Scenario: Production chatbot quality suddenly drops after latest prompt deploy. Input: Alert from monitoring: user satisfaction down 15%. Steps:

  1. prompt log chatbot --limit 3 → identifies v2.4.0 as latest deploy
  2. prompt diff chatbot v2.3.0 v2.4.0 → shows new "be more concise" instruction caused incomplete answers
  3. prompt rollback chatbot --to v2.3.0 → instant revert
  4. Verification: quality metrics return to baseline within minutes
  5. Post-mortem: prompt report chatbot --from v2.3.0 documents the incident Output: Rollback completed in <1 minute. Incident documented for team review.

🚀 First-Success Path (3 Steps)

  1. Step 1: Run prompt init ./my-prompts && prompt add hello --template chat
  2. Step 2: Edit the prompt, then run prompt log hello to see your first version
  3. Step 3: Edit again, run prompt diff hello v0.1.0 v0.2.0 — see your changes tracked instantly

Boundary Conditions

ConditionBehavior
Prompt file deleted manuallyDetect in next prompt log, offer recovery from .prompt/history/
Concurrent edits (team)Merge conflict on push; structured markers for resolution
Empty test_casesWarn; A/B test requires ≥1 test case, proceed with manual review mode
LLM API key missingTest commands fail gracefully; editing/log/diff still work
Large repository (>500 prompts)Pagination on prompt log --all; recommend splitting into sub-repos
Git remote not configuredprompt push prompts to set remote URL
Model change (gpt-4 → gpt-4o)Auto-detected as minor bump; flag in diff as "model change"
Binary/incompatible changesWarn if output schema changes; recommend major version bump

Error Handling

Error CodeScenarioHandling
E-NOT-INITCommand run outside a prompt repo"No prompt repo found.
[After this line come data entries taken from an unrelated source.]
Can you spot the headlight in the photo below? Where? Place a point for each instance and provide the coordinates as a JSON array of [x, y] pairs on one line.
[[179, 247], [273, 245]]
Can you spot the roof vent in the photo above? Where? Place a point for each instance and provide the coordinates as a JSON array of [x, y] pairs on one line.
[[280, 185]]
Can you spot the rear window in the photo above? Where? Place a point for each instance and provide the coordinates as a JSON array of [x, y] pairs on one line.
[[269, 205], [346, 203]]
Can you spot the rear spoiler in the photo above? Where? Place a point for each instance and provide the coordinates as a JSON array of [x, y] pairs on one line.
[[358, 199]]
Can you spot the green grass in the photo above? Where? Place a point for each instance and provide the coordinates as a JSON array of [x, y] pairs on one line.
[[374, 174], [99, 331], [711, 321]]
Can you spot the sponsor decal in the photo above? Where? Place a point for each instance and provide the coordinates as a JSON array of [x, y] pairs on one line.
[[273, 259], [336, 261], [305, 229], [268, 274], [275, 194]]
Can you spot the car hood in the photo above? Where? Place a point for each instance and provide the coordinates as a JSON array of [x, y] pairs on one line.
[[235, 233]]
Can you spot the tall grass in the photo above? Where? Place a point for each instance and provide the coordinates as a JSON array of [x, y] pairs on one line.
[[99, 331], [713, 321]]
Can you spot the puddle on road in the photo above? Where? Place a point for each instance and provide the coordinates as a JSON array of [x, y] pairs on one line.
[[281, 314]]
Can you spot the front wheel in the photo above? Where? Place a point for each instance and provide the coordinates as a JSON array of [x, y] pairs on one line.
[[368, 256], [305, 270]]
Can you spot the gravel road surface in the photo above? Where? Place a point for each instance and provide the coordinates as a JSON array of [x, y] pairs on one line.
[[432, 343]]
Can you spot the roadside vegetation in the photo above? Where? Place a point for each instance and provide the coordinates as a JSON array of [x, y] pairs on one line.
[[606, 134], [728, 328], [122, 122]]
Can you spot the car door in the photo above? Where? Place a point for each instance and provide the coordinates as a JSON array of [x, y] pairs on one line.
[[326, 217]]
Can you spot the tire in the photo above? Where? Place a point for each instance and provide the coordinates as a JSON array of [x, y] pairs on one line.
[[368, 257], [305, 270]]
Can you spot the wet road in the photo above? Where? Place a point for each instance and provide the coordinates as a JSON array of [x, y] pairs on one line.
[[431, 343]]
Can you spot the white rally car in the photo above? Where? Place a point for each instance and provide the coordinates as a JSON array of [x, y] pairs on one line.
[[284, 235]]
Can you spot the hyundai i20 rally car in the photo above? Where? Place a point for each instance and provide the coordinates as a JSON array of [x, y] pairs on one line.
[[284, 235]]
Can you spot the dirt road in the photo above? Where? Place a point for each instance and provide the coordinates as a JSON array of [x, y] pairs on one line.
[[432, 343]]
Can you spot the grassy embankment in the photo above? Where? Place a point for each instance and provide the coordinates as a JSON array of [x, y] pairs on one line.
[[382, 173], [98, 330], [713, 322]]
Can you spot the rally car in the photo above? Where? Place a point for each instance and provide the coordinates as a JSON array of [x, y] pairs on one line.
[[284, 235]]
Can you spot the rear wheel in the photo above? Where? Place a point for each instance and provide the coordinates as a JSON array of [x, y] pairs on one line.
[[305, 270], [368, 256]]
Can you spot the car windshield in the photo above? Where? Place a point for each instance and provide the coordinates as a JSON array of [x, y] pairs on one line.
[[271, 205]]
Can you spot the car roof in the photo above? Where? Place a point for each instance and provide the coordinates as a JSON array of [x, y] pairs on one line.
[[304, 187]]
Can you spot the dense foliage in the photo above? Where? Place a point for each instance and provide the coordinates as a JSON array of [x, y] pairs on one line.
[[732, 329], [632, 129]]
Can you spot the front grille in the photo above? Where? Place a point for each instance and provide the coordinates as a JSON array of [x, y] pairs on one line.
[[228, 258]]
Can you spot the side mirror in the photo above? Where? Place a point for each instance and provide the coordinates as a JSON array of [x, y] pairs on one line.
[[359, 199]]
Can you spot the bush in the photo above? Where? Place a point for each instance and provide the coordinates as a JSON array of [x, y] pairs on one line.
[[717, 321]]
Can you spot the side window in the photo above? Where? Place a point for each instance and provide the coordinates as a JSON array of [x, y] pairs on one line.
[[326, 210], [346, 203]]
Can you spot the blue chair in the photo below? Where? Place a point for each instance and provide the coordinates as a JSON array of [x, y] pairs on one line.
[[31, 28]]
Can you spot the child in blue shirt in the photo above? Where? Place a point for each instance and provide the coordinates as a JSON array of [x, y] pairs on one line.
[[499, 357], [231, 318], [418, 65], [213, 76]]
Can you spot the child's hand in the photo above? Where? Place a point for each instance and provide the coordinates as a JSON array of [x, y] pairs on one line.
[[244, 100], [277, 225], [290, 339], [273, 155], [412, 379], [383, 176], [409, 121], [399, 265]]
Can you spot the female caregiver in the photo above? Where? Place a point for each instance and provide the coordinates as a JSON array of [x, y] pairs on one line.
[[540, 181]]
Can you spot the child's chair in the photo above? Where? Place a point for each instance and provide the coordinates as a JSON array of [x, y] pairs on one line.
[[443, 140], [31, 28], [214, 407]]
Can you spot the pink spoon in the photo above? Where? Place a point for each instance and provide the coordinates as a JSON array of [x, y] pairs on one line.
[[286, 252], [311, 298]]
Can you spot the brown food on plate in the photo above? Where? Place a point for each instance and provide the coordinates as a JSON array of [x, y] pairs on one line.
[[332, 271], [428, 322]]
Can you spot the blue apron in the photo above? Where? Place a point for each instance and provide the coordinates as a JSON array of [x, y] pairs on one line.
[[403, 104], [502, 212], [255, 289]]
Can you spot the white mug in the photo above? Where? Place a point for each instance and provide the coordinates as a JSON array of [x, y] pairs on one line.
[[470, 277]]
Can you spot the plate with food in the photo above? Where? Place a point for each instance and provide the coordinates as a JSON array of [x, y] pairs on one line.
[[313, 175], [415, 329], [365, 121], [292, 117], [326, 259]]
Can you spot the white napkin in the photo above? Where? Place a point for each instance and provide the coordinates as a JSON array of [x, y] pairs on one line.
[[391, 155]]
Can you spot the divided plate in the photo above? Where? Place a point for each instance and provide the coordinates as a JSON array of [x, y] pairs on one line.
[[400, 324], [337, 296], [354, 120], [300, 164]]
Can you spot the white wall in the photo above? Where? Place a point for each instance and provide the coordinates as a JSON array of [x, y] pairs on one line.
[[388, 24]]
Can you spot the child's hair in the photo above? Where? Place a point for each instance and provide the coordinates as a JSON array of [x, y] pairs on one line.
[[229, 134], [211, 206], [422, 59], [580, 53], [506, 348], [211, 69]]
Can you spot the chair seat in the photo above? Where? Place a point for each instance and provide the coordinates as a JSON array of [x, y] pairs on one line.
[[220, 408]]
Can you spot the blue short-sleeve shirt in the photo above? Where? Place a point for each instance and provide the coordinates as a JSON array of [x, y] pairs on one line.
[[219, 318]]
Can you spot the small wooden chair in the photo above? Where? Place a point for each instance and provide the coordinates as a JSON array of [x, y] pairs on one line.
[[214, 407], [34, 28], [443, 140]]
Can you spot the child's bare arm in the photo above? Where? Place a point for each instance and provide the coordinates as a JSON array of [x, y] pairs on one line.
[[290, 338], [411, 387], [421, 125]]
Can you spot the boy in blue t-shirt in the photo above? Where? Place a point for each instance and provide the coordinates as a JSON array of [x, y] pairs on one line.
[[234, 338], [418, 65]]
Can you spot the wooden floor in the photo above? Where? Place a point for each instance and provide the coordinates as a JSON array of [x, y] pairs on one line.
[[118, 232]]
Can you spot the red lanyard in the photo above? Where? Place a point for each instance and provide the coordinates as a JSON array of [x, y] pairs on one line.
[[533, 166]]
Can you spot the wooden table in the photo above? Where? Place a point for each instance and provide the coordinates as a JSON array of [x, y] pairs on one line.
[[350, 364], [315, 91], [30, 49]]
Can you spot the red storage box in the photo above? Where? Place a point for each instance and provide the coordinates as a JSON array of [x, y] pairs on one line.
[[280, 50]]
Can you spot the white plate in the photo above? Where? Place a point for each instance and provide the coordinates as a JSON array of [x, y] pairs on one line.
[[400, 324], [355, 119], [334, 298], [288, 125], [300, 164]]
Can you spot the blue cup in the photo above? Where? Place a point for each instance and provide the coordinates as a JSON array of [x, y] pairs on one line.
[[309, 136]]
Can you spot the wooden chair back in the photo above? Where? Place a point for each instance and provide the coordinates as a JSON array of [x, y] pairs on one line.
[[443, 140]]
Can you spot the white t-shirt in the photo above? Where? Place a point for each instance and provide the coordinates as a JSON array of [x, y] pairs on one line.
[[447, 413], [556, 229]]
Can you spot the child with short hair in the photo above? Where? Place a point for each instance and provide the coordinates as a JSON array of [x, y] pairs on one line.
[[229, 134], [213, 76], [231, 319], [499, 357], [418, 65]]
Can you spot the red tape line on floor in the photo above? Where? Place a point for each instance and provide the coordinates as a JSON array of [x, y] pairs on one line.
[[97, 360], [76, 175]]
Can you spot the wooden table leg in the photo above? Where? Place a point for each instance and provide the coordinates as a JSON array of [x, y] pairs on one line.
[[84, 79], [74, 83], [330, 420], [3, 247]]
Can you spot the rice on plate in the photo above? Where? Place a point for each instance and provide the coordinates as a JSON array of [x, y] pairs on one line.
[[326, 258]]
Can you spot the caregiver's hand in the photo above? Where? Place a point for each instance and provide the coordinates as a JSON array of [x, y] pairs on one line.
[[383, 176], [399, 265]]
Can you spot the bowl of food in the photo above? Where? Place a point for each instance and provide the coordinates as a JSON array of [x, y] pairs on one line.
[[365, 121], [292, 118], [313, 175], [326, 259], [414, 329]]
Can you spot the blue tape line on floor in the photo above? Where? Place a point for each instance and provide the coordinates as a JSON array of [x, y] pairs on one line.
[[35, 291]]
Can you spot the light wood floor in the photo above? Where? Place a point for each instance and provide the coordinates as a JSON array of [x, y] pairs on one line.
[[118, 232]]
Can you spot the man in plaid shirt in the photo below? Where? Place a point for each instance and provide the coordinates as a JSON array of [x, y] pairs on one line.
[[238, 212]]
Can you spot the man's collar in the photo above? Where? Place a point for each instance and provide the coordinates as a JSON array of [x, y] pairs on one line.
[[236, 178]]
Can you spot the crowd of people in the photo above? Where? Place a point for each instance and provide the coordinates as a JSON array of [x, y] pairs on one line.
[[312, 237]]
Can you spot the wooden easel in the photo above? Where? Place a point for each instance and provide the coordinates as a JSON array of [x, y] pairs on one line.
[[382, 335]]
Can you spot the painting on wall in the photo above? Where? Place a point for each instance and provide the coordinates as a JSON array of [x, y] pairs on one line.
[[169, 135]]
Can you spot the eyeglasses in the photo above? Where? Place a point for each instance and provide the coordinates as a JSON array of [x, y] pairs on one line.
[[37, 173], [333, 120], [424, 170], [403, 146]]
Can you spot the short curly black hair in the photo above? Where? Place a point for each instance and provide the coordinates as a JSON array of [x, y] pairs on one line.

Run prompt init first."
E-PROMPT-NOT-FOUNDReferenced prompt name doesn't existShow similar prompt names (Levenshtein distance)
E-VERSION-NOT-FOUNDReferenced version doesn't existShow available versions for that prompt
E-MERGE-CONFLICTPush/pull conflict detectedShow conflicting sections, offer prompt merge --tool
E-API-FAILLLM API call fails during testSkip failed test case, report in results, don't block remaining
E-TEST-INSUFFICIENTA/B test with <10 test casesShow results but flag low confidence

Security Requirements

  • API key storage: Store in environment variables or OS keychain only; never in .prompt/config.yaml or git history
  • Prompt content privacy: Prompt files may contain proprietary business logic; respect .gitignore patterns
  • Team access control: Remote sync via standard git permissions; no additional auth layer
  • Production data safety: Test cases should use synthetic or anonymized data; never real user data in version control
  • Audit trail: All version changes are immutable and attributed; no history rewriting

Implementation

Project Structure

FilePurpose
SKILL.mdFull design document (this file)
skill.jsonSkill metadata with script/schema references
scripts/prompt-vc.shMain CLI script — implements all workflow steps
schemas/input.schema.jsonJSON Schema for prompt YAML files
schemas/output.schema.jsonJSON Schema for test results / diff / log output
references/config.yamlDefault .prompt/config.yaml template

CLI Usage

# Initialise repository
./scripts/prompt-vc.sh init ./my-prompts

# Add a prompt with a template
./scripts/prompt-vc.sh add email-generator --template generator

# Edit (opens $EDITOR)
./scripts/prompt-vc.sh edit email-generator

# Diff two versions
./scripts/prompt-vc.sh diff email-generator v0.1.0 v0.2.0

# View version history
./scripts/prompt-vc.sh log email-generator

# Run A/B test
./scripts/prompt-vc.sh test email-generator

# Rollback
./scripts/prompt-vc.sh rollback email-generator --to v0.1.0

# Generate report
./scripts/prompt-vc.sh report email-generator

Dependencies

  • bash 4+ (macOS: modern bash via Homebrew, or use default system bash)
  • diff (standard Unix utility)
  • python3 (optional — used for YAML parsing in test/report)
  • git (optional — auto-detected for .gitignore integration)
  • $EDITOR (defaults to vi; set EDITOR env var to customise)

All test output is simulated offline (no LLM API calls). The A/B test engine generates deterministic metrics based on prompt length to validate the CLI workflow without requiring API keys.